Many musicians who cover songs try to modernize the music, maybe adding rap to traditional rock-n-roll. But Mr. Raud wanted to see if Black Sabbath songs could survive the journey back in time, way back in time.

He wanted to find musicians who could perform medieval music.

"I had to ask my friends to see if there was a band that could turn this crazy idea of mine into a reality," he said. "And all of them said Yes, Rondellus, that is the band you should approach. So I explained what I had in mind and they were sold instantly on the idea."

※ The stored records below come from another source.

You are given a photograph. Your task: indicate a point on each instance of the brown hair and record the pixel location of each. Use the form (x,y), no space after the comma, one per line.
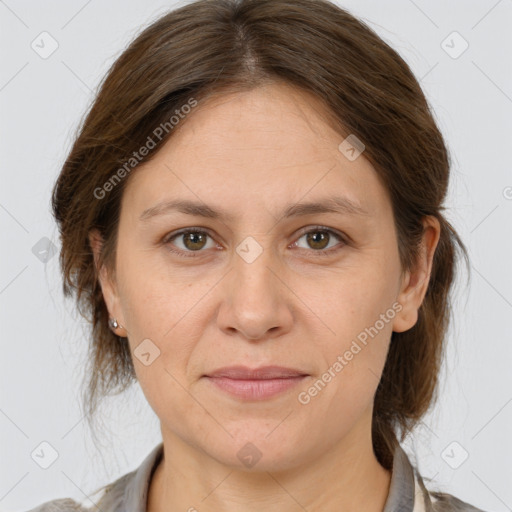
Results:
(213,46)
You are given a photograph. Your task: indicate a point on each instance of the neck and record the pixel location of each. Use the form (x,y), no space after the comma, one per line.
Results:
(344,477)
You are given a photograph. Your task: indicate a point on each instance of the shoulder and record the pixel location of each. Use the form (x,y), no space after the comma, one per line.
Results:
(443,502)
(437,501)
(60,505)
(108,498)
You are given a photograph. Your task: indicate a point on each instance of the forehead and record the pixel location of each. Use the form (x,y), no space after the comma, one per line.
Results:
(268,145)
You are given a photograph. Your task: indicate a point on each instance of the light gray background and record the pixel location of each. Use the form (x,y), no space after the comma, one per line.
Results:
(42,101)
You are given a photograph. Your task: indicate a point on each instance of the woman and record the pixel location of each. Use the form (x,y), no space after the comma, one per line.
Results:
(252,216)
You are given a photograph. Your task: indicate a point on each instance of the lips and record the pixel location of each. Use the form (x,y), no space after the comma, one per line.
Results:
(244,383)
(263,373)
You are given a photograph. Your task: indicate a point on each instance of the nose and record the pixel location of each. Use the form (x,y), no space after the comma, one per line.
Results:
(256,302)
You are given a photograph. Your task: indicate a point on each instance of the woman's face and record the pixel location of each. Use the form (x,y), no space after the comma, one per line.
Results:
(252,288)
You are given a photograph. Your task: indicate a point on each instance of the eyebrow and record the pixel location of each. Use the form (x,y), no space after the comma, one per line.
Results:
(334,204)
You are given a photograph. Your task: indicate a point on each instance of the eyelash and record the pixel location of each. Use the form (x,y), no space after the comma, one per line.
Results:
(321,252)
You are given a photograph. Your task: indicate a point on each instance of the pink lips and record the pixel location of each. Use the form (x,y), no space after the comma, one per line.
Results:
(255,384)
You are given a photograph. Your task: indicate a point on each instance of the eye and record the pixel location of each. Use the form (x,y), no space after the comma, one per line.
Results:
(320,239)
(192,240)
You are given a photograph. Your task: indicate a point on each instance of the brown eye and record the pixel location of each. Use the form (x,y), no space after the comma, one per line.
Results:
(318,239)
(189,241)
(321,241)
(194,241)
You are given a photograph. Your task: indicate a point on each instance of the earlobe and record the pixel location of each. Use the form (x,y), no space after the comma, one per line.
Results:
(108,288)
(415,282)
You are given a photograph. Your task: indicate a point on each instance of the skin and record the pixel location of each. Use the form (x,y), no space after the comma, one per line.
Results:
(252,154)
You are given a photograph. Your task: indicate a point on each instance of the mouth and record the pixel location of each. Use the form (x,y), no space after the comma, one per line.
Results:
(255,384)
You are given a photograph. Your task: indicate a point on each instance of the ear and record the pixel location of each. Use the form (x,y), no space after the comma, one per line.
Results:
(107,283)
(415,283)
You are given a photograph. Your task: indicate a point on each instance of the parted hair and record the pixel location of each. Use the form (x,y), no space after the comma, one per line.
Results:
(211,47)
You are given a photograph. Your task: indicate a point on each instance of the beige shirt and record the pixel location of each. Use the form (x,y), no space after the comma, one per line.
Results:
(128,493)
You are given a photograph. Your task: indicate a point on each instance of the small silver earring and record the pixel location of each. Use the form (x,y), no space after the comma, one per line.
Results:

Instantly might not be the right word.

"Well at first we thought that he was a little bit crazy," said Robert Staack, who along with his wife Maria, make up the group Rondellus that performs medieval music. They, and musicians they hired, performed the medieval versions of Black Sabbath songs. Mr. Staack said he did not take to the idea right away.

"We needed some time to get used to it and to get used to the idea before we could say yes to him, but at last we did say yes to him," he said.

The rest of the participants in the project were not head-bangers or heavy-metal music fans either. The woman Mr. Raud found to translate the songs into Latin, Kristiina Leinemann, had never listened to rock music before, let alone heavy metal.

She was faced with the daunting task of translating lyrics like "generals gathered in their masses, just like witches at black masses" into "centuriones convenerunt sicut magi sacris nigris."

"Sometimes it was difficult for me to understand perhaps the right meaning of the songs, I asked Mihkel, [and] so the translation is born," Ms. Leinemann said. "The songs are not always very clear, sometimes they are a bit, perhaps, ambiguous."

In other cases, the lyrics were anything but ambiguous. Some of Black Sabbath songs talk about Satan or Lucifer. But Mr. Raud said Rondellus usually sings religious songs and because of that he did not ask them to perform songs with dark or satanic references.

It took about nine months to translate the lyrics and arrange the composition. But the actual recording took only four days. The album was released in February and was called Sabbatum, Latin for Sabbath.

Sabbatum has sold a little more than 3,000 albums. This would not be a lot in most countries, but Mr. Raud says it is not too bad for a record produced in a tiny country like Estonia, where 10,000 sales makes a mega-hit.

The album is being sold mainly on the Internet, but later this month it will go on sale in stores in the United States. As for feedback, Mr. Raud says he received an e-mail from Bill Ward, the original drummer for Black Sabbath, who said he loved the album.

Mr. Raud is also contemplating another project in the future. Medieval Madonna anyone?